P. C. de L. : Je pense que, désormais, c'est la mécanique qui doit entraîner les autres technologies dans le mouvement d'innovation. Mais, pour tenir ce rôle, elle doit relever de nombreux défis : réduction du nombre de pièces, matériaux nouveaux, respect de normes, travail collaboratif, développement durable...

Cela pose un vrai problème aux entreprises de mécanique qui sont, pour la plupart, des PME. Leur salut passe par l'innovation et elles sont confrontées à l'obligation de trouver les solutions pour maîtriser cette fulgurante évolution technologique.

I. T. : Justement, quelles sont les clés de l'innovation en mécanique ?

P. C. de L. : Le métissage technologique est, à mon avis, indispensable aujourd'hui pour passer à un nouveau stade d'innovation. Ainsi, l'usinage à grande vitesse, qui se démocratise peu à peu dans les PME, doit s'accompagner d'autres solutions pour accroître son efficacité. L'usinage à distance via Internet est un bon exemple d'un tel métissage car il ouvre la voie à la fabrication coopérative. Parmi les nombreuses retombées de cette démarche, on peut citer, par exemple, le partage par plusieurs PME d'un équipement et d'une technologie d'usinage qui leur sont d'habitude difficilement accessibles.
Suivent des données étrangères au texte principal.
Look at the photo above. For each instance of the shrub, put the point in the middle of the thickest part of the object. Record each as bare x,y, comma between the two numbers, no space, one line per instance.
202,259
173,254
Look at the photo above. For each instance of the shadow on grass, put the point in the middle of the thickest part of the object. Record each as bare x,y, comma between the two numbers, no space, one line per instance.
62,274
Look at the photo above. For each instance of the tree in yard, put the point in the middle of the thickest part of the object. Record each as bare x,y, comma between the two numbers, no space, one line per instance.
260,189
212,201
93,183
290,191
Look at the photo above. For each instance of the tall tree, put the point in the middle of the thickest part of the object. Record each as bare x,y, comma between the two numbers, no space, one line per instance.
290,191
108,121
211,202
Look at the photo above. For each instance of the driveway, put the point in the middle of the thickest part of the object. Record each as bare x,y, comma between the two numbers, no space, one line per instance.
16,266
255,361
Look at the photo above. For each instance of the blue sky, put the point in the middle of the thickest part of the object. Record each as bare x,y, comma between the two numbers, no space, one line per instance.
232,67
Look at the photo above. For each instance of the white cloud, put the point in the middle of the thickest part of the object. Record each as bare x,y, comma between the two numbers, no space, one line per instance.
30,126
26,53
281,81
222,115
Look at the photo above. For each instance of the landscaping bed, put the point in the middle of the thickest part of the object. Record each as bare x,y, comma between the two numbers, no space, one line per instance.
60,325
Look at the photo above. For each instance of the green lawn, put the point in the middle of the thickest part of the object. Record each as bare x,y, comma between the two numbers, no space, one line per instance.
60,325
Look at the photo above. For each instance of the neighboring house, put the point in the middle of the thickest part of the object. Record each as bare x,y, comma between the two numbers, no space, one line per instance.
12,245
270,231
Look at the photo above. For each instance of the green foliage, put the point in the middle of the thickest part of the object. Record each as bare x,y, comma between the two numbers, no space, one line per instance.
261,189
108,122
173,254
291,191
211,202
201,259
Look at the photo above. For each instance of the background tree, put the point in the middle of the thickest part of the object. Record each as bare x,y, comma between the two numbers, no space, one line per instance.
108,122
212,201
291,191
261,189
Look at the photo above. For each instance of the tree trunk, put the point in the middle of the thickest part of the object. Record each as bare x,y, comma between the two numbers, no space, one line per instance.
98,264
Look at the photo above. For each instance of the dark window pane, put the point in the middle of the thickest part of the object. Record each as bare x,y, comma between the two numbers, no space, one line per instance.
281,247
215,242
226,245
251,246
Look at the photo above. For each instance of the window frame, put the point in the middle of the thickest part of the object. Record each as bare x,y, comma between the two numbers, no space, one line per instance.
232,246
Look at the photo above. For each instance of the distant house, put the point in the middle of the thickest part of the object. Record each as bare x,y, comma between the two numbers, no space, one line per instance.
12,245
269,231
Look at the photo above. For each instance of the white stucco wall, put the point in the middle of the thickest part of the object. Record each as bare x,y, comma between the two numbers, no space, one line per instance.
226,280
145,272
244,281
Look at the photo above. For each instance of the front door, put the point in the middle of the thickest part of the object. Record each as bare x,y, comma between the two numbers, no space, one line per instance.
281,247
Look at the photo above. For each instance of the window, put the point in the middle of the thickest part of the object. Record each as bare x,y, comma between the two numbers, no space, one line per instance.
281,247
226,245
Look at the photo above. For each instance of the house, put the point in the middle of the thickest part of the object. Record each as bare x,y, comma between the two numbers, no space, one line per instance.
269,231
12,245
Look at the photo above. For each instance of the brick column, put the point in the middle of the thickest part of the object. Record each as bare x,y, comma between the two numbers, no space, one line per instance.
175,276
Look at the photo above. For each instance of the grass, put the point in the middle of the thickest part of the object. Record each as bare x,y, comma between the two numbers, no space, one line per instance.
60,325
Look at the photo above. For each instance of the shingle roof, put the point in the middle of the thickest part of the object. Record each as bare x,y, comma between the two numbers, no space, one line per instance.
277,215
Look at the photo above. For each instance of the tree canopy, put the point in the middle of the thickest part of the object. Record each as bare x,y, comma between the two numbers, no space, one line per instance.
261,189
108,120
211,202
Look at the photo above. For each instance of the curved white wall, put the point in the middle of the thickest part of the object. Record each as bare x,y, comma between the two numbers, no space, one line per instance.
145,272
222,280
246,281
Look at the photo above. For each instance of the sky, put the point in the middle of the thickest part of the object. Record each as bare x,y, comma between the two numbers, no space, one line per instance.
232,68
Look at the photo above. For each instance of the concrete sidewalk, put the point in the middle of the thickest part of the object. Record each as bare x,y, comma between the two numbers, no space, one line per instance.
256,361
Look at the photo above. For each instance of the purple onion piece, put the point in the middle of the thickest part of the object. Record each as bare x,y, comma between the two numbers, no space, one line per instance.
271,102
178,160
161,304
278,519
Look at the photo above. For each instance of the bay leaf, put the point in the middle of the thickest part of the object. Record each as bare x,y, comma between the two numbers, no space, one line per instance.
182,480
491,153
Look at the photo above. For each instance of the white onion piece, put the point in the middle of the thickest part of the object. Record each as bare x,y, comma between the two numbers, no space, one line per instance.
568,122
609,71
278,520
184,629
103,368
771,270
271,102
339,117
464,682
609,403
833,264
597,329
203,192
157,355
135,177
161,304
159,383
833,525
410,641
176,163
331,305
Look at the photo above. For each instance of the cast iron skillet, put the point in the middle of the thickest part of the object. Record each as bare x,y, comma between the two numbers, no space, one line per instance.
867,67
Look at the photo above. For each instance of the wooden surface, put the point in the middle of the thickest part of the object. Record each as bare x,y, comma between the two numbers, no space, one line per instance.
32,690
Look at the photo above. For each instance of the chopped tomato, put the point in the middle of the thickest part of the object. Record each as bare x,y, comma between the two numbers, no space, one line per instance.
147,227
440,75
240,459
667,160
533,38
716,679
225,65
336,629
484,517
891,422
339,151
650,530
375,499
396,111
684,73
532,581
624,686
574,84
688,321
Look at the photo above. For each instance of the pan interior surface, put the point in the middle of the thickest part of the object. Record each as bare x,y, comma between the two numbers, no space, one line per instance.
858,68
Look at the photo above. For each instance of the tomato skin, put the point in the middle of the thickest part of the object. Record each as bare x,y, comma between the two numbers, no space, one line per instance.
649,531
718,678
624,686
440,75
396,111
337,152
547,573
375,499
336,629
Pour le prouver en vraie grandeur, nous avons ainsi mis en oeuvre, avec le Symap, une plate-forme d'usinage à distance qui peut accueillir jusqu'à cinq entreprises. Le Cetim a pris à sa charge les risques financiers de cette opération, à l'exception des coûts d'exploitation qui seront supportés par ces entreprises. Préciforge, Wichard et SVO Plasti & Est seront les premières à l'utiliser à partir de janvier 2005 et ce pendant dix-huit mois.

I. T. : Le mariage de la mécanique, de l'électronique et de l'informatique ne cesse donc de se renforcer...

P. C. de L. : Bien que quelque peu galvaudé, le mot mécatronique n'a jamais été d'une si brûlante actualité. Pour programmer et piloter à distance les machines UGV, les utilisateurs ont besoin, par exemple, de commandes numériques d'un nouveau type, à base de PC évidemment. Cela peut paraître banal mais nos études, lors du projet d'usinage à distance, ont démontré qu'il existe encore beaucoup de problèmes non résolus. C'est d'ailleurs pour cette raison que nous lançons l'étude d'une commande numérique ouverte de ce type avec PCI qui fournira un centre d'usinage à grande vitesse Axelor.

Autre exemple, concernant les machines de levage et de travaux publics, nous testons, sur un démonstrateur, des lois de commande et la technologie sans fil. Lancé en novembre, ce projet rassemble plusieurs spécialistes de la profession et engagera un investissement de 1,6 million d'euros.

I. T. : Pensez-vous que la fabrication rapide se développera également ?

P. C. de L. : Les solutions pour fabriquer plus vite et moins cher constitue naturellement un objectif permanent pour les mécaniciens. Les techniques de fabrication, utilisées dans le prototypage rapide, ouvrent sans aucun doute des voies intéressantes pour les ateliers de mécanique. Nous les testons dans le cadre du programme d'étude de poudres plastiques et métalliques. Le Cetim a ainsi acquis une presse de découpage et compression à grande vitesse exploitant le procédé suédois Hydropulsor. Cinq millions d'euros seront investis sur les trois prochaines années pour développer cette approche nouvelle. L'objectif étant de fabriquer rapidement des pièces bonne matière et aux tolérances indiquées.

I. T. : D'autres défis pour les mécaniciens ?

P. C. de L. : La prise en compte du développement durable. Je pense qu'il n'est plus nécessaire d'insister sur son importance dans le domaine de la mécanique. La législation antipol-lution ne cesse de se durcir et il faut trouver les réponses adéquates. L'usinage à sec en est un bon exemple. Utilisé aujourd'hui dans des créneaux bien ciblés, il se généralisera dès que l'équation économique incitera les usineurs à sauter le pas...

LES CHIFFRES CLÉS

Le Centre technique des industries mécaniques (Cetim) - Les 700 employés du Cetim, dont 500 techniciens et ingénieurs, réalisent un chiffre d'affaires de 85 millions d'euros. - Le Cetim compte 7 000 adhérents dont 85 % sont des PME, trois établissements et deux centres techniques régionaux ainsi que 17 délégations régionales. - Les spécialistes du Cetim participent actuellement à 35 projets européens et poursuivent quelque 350 études techniques.